While there are certainly permutations and small differences, there are three basic special needs trusts that we work with in the law office. Before getting into those, let me eliminate one option that is used far too often; using a testamentary trust in a Last Will and Testament. When a trust is set up through a Will, it is an invitation for the court to continue probating the special needs beneficiary’s share for the remainder of their life with all of the accompanying inventories, receipts, and cancelled checks. Worse, the court has discretion to turn down requests for expenses from the trustee you may or may not have chosen. My clients come to me to help avoid bureaucratic entanglements, not plan to involve a court bureaucracy for decades.

The three main types of Special Needs Trusts my law firm sees and uses are: 1) subtrusts under a Revocable Living Trust, 2) separate Special Needs Trusts, and 3) D4A Trusts. In all cases, the terms of the trust documents keep the beneficiary from losing whatever benefits they may otherwise qualify for.

The revocable living trust is the mainstay of our firm’s estate planning practice, and the vast majority of our clients come to us to have their estates avoid the probate process. The thing is, all of the language needed to protect a special needs beneficiary is already in the standard revocable living trusts we use. Most clients who are planning to protect their own special needs beneficiary do not need a separate special needs trust except in certain circumstances, which leads us to the second type of special needs trust.

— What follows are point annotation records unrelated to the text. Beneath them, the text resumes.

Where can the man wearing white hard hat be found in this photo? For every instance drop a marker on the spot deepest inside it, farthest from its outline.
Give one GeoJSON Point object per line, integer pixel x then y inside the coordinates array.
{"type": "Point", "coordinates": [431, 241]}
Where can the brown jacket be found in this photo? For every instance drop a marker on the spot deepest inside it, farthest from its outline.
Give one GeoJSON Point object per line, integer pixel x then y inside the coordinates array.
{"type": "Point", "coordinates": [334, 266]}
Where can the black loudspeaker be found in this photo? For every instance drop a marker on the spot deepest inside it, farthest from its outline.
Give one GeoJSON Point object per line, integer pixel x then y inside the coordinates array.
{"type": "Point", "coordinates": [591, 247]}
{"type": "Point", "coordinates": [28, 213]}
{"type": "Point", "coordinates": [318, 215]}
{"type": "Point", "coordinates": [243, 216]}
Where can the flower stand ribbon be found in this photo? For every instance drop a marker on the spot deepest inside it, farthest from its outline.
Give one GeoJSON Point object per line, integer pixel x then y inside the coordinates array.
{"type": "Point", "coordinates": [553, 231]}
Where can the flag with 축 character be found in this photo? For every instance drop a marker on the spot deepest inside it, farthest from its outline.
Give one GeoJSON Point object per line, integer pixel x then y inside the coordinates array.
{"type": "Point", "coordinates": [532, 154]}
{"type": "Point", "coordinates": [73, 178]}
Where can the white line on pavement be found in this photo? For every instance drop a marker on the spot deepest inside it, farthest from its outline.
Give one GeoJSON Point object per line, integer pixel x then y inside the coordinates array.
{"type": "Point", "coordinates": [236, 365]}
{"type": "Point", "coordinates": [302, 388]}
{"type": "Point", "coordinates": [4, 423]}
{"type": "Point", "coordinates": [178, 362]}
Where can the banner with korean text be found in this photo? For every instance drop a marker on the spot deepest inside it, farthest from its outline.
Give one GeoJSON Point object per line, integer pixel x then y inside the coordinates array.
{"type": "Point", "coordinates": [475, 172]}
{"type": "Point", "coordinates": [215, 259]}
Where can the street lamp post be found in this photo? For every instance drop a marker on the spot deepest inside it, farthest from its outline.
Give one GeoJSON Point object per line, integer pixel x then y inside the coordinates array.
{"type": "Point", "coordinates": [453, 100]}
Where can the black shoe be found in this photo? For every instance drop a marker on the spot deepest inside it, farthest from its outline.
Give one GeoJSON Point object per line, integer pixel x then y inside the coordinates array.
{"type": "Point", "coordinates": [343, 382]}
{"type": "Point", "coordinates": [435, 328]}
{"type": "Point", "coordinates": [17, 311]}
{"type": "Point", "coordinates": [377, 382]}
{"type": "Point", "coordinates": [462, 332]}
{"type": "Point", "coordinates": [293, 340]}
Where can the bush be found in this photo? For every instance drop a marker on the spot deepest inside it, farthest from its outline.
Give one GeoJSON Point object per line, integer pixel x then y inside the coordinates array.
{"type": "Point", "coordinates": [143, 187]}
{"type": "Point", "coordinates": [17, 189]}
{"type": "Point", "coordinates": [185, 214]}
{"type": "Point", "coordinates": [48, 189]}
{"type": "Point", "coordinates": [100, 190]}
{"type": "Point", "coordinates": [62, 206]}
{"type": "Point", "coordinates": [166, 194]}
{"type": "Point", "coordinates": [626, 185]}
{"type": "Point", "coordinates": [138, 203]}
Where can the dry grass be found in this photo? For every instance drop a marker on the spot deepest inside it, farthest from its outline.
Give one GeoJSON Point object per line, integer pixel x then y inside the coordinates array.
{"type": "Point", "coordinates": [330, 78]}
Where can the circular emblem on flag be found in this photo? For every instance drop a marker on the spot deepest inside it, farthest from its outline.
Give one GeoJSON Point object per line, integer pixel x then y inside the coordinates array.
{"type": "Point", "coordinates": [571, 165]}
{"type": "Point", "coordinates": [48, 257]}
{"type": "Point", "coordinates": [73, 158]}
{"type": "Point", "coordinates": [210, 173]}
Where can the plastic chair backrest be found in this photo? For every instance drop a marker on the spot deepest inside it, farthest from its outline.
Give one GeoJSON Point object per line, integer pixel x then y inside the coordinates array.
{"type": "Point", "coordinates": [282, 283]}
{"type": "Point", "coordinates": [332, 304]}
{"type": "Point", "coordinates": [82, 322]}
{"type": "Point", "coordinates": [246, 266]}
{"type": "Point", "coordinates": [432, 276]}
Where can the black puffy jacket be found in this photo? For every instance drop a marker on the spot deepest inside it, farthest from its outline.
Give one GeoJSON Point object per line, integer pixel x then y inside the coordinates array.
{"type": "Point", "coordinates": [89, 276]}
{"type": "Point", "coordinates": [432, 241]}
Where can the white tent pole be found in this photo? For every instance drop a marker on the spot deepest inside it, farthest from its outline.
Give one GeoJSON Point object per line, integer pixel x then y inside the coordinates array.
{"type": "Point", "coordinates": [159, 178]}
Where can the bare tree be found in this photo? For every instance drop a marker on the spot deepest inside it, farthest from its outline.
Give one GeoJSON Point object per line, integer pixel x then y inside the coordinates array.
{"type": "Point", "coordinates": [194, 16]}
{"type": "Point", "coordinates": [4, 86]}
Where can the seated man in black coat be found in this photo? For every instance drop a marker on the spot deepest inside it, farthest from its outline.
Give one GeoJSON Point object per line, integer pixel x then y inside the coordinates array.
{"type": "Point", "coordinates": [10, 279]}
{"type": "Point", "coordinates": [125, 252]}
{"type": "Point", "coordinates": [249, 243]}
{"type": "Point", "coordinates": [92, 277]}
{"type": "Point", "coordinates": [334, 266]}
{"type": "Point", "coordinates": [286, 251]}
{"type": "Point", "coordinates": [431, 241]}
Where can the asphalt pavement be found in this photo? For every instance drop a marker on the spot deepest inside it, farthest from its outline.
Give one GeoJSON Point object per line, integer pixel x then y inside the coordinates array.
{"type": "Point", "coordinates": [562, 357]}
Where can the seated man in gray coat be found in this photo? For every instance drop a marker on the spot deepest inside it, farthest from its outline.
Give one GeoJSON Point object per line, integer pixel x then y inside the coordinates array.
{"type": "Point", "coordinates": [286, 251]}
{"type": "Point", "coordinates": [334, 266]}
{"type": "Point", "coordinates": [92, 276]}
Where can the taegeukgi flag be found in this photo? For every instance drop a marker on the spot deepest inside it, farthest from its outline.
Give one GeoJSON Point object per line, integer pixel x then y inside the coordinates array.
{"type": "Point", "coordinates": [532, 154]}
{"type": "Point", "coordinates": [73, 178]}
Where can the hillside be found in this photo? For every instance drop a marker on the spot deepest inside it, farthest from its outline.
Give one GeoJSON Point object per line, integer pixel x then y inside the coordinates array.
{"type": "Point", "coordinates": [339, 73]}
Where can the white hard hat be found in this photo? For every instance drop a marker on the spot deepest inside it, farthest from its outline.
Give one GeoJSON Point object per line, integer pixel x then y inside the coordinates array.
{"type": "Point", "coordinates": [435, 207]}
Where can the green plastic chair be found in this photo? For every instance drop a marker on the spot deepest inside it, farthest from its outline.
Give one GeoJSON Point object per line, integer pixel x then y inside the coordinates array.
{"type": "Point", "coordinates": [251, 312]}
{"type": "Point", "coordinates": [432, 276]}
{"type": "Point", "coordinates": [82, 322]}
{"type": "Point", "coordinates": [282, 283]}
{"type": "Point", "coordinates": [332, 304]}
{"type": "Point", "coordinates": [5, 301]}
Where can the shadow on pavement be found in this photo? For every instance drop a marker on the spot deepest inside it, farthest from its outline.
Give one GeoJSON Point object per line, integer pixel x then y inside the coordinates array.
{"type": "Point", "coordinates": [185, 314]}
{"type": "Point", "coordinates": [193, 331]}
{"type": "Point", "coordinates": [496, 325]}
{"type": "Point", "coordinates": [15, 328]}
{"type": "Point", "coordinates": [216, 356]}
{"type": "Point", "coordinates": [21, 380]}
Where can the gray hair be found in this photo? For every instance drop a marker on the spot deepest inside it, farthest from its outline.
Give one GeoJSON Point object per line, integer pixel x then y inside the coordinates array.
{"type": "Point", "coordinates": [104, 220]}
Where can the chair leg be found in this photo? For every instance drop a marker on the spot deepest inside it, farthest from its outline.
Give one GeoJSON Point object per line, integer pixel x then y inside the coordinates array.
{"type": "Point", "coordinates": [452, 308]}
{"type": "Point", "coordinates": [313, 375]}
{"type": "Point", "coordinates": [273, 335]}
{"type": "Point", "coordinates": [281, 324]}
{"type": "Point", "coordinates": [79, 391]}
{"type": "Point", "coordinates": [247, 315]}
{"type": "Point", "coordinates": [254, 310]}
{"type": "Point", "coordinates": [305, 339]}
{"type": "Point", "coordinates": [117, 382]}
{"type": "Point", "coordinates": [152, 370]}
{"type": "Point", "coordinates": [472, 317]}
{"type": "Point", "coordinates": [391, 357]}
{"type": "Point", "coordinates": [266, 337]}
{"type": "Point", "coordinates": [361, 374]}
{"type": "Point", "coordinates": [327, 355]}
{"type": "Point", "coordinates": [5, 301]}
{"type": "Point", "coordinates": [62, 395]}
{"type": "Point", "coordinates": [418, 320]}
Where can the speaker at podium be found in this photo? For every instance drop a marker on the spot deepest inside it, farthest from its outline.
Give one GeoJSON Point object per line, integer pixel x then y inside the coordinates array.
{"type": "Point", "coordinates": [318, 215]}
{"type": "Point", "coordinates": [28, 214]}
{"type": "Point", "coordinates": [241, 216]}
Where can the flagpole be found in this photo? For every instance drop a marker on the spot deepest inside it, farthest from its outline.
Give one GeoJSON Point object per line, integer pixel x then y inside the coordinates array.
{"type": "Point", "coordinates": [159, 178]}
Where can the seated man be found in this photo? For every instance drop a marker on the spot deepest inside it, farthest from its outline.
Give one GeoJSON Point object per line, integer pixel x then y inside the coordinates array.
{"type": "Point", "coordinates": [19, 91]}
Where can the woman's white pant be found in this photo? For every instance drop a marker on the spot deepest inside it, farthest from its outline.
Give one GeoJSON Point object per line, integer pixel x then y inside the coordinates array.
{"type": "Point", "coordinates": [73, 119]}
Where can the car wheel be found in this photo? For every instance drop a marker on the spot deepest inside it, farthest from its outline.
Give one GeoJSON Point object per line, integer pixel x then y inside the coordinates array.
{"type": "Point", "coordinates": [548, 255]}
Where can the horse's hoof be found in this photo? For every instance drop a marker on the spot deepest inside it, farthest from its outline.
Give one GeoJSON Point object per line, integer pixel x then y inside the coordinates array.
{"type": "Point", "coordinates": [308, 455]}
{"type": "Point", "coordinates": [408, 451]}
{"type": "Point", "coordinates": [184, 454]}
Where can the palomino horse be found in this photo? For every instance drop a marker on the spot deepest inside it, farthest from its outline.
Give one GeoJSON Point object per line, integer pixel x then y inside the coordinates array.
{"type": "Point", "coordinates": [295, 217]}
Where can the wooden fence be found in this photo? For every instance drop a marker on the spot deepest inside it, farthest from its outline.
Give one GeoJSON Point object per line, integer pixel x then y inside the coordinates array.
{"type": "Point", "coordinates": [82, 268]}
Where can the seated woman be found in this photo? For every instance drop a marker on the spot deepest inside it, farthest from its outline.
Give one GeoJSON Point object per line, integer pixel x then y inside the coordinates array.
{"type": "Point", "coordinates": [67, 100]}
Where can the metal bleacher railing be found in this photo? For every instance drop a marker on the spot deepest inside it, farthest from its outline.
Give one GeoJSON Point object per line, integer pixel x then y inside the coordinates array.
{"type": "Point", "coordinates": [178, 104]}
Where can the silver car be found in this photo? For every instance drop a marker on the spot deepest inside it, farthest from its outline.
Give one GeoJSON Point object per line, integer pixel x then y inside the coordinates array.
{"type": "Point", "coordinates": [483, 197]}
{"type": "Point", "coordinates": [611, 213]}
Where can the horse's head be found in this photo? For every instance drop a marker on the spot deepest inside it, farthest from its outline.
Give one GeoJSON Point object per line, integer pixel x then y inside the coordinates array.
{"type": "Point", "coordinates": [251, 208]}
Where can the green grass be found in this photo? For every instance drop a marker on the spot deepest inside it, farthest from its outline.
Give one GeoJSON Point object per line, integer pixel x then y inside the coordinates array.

Separate Special Needs Trusts are not necessary under most circumstances mainly because most planning scenarios have parents without current estate tax problems leaving their own children inheritances, and if there are one or more special needs beneficiaries, then the revocable living trusts that our office uses protects that inheritance from loss of benefits. But what if someone other than the parent wants to leave their special needs child an inheritance, or even make a gift during their lifetime? That is when having that separate special needs trust makes sense. In addition, if the parents do have a taxable estate (currently over $11.7 million for federal estate taxes) AND they want to leave more money to the special needs beneficiary, a tax-efficient way to do that is to buy life insurance through an irrevocable special needs trust. This way, when the parents pass on, the life insurance pays into the trust without any estate tax consequences. In short, the separate Special Needs Trust doubles as an Irrevocable Life Insurance Trust.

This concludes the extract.